Da, bu kadar farklı insan neden hala onun peşine takılıyor acaba?
+
“Müslümanlık / Türklük Sözleşmesi”ni bilebildiğince ve olabildiğince ihlale yatkın siyasi/ideolojik tavırla toplumsal muhalefet içinde yer almaya özenen biri olarak, Öcalan’ın hem 2013 hem de 2019’da vurguladığı ‘İslam bayrağı altında, kardeşlik ve dayanışma hukuku ile örülü’ tarihsel / toplumsal ortaklığı —devlete makul aklı telkin etmek üzere - hatırlatışında beni rahatsız eden şeyler olmalı; ne? Çok şey; ama her şeyden önce, “kapitalist modernite”nin - nasibimize düşen ölçüleri dahilinde - eseri olan bugünü ıslah ve ihya edip “demokratik modernite”ye yol alması arzulanan toplum, bin yıla dayandığı söylenen ‘İslam’ bayrağı altında yaşanan kardeşlikten mi ilham alacaktır? Ortaklıklar olmuşsa, hangisi ne kadar İslam kardeşliği iştiyakı ile gerçekleşmiştir? Demokratik modernite ile kastedilen, demokrasi, özgürlük, eşitlik ve barışın inşa ettiği bir toplumsallıksa; gayri Müslimlere elbirliği ile yaşatılanlarla yüzleşilip hesaplaşılmadan, İslam bayrağı altındaki kardeşliğe atıfla demokratik modernite nasıl inşa edilecektir? Kürt siyasi hareketi, ‘Türklük Sözleşmesi’ne dahil olanları önemli ölçüde ‘Türklük krizi’ne sokmuşken (ya da, o ehliyetle yol alırken), “ben”in (‘benden başkası olmaz’ın) altının bu denli ısrarla çizilmesi, hareketin sivil/toplumsal boyutunu itibarsızlaştırmaz mı? Tarihteki ortaklıklar (yan yana gelişler) hükümran aklın (hükmetme iradesini elde tutmanın) eseri; bütün bir Cumhuriyet tarihi boyunca Kürt’ün yerinin Mahmut Esat Bozkurt’un biçtiği yer oluşu kurucu devlet maneviyatının marifeti ise, iyiden güzelden yana ‘Devlet’e telkinde bulunmanın hükmü ya da hikmeti ne ola?”
En akılısı Deli Bekir, onu da köstekle yatır. Körlerle sağırlar birbirini ağırlar. Hamamdaki deliler kendi sesini duydukça daha çok şarkı söylerle.

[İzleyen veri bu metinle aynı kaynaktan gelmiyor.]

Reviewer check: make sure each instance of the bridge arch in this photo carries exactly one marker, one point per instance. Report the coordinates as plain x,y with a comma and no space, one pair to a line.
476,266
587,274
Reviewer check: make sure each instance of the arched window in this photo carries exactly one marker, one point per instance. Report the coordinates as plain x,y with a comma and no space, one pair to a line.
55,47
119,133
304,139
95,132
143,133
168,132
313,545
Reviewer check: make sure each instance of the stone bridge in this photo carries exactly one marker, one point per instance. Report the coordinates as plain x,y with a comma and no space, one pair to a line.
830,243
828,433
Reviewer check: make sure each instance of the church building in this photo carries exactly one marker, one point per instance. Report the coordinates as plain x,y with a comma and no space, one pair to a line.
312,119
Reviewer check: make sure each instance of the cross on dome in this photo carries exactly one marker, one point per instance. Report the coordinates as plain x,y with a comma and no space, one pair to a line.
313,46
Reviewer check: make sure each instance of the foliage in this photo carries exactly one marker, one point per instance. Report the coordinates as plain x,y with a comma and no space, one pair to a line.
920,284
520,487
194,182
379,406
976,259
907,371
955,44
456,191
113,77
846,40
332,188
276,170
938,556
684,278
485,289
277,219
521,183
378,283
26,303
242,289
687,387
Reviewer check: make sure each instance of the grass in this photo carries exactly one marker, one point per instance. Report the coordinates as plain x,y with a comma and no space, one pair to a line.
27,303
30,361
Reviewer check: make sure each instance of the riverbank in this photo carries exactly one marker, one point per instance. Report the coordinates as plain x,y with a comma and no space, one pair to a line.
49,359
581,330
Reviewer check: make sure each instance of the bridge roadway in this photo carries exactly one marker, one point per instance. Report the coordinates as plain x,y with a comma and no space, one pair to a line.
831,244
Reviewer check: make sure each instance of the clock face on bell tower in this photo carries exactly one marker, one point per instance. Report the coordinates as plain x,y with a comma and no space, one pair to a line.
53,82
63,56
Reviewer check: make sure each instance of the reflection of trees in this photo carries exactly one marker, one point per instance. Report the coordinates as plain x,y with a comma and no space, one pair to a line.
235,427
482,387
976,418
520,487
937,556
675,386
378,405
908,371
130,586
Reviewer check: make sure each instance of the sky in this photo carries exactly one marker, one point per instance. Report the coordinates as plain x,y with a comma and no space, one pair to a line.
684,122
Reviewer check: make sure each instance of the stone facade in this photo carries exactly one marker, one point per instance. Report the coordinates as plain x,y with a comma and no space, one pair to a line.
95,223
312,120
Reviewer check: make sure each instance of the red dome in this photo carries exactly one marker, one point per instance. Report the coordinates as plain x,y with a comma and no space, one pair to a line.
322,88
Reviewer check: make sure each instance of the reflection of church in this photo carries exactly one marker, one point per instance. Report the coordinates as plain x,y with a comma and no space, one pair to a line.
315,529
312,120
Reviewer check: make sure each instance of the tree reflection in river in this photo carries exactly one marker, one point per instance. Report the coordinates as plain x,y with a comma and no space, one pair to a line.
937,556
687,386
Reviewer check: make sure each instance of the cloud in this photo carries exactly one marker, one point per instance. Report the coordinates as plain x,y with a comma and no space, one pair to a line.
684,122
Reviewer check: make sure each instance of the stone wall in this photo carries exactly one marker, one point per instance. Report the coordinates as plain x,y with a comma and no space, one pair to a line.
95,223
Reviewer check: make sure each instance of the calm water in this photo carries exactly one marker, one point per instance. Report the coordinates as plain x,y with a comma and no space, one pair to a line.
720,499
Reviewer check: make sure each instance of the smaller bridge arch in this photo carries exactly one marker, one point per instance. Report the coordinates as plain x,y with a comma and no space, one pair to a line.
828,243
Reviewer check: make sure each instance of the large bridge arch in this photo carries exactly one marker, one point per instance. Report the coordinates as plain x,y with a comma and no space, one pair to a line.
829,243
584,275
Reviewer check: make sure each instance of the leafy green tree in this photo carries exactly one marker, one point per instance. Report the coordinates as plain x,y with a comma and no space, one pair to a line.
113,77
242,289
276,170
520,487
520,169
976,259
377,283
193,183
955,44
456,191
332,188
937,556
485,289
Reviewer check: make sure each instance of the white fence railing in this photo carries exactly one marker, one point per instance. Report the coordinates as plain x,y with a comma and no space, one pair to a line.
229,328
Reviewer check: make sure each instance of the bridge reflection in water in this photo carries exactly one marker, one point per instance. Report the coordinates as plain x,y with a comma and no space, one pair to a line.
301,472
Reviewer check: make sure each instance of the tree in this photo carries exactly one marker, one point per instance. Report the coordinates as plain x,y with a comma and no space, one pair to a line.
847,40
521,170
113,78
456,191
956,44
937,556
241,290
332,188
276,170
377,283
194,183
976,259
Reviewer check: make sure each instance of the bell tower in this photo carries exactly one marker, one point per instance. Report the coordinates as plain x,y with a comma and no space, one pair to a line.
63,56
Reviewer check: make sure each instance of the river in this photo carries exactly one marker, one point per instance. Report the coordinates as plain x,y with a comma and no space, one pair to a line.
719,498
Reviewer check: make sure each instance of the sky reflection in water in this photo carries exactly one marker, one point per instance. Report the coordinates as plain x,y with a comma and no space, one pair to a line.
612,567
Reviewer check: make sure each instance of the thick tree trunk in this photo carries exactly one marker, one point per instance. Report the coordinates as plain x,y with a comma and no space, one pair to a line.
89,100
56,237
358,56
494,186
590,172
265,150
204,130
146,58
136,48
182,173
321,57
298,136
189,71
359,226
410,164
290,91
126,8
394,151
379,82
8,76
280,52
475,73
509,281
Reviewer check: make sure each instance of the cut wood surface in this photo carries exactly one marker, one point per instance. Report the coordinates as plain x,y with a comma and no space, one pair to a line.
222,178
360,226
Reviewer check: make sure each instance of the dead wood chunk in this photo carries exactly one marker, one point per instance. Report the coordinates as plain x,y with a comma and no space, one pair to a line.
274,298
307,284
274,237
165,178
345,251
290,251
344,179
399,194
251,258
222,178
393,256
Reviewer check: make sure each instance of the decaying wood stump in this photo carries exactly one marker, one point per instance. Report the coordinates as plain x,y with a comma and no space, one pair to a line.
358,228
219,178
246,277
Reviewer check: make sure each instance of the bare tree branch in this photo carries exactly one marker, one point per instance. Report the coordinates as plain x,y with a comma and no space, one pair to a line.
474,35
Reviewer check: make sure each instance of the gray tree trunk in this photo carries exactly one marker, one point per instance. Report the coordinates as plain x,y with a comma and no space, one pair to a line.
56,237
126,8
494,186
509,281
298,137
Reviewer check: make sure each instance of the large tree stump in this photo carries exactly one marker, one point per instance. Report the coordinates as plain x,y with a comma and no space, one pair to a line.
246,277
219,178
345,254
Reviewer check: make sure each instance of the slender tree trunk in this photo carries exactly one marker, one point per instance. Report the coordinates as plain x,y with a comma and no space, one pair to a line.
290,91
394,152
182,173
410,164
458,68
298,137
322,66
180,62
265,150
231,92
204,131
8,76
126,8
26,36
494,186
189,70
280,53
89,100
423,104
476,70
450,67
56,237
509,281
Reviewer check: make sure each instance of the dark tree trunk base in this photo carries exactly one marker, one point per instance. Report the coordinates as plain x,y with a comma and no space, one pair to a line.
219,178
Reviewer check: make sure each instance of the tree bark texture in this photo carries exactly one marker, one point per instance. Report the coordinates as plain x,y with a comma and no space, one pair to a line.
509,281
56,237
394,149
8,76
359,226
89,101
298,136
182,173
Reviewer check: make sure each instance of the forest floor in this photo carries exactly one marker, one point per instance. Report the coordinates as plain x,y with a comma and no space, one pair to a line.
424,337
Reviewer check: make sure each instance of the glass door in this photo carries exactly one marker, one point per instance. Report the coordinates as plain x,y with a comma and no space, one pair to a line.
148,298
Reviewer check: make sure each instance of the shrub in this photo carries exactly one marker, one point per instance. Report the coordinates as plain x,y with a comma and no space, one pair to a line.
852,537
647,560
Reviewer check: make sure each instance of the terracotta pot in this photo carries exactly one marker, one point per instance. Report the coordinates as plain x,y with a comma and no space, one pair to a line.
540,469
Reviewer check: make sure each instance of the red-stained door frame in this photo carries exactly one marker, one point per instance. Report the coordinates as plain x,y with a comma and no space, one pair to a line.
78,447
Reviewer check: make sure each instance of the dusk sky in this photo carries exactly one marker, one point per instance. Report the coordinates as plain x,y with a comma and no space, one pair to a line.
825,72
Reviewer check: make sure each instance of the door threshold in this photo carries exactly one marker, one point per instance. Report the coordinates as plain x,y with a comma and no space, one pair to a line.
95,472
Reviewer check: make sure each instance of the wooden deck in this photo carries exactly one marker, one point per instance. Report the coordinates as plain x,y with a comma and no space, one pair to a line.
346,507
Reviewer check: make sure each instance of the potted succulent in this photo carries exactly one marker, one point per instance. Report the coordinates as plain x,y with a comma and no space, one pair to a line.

Adam, Öcalan’a karşı mı, taraftar mı, o bile belli değil.
Devamında yazdıklarındaki düşünceler, buharlaşan bulut gibi kaybolup gitmiş.
“… demokratik, eşit yurttaşlık ve ‘adem-i merkeziyetçi’ yönetimsellilk ilkesine dayalı (ve dolayısıyla, özgürlükçü ve barışçıl) bir ‘Toplumsal Sözleşme’ye yol alışa hasredilmesi kaçınılmazdır.”
Kürtler’in dinci oylarını hesaba katmamış. Demirtaş’ın namaz kılışını, videolayıp yaymasını hesaba katmamış. Satılık oyları hesaba katmamış.
Hangi Kürt toplumları?
Hangi toplumsal sözleşmeler?
Ayrı bir devlet kurmak isterken mi, toplum sözleşmesi imzalayacak Kürtler?
Dezenformasyon yaparken mi, enformasyon yapacak Kürtler?
Selim Temo, boşuna oto-asimilasyondan söz etmiyor.
Kürtler’in düşman Türkler’e gereksinimi kalmamış, kendi kendilerini imhaya başlamışlar.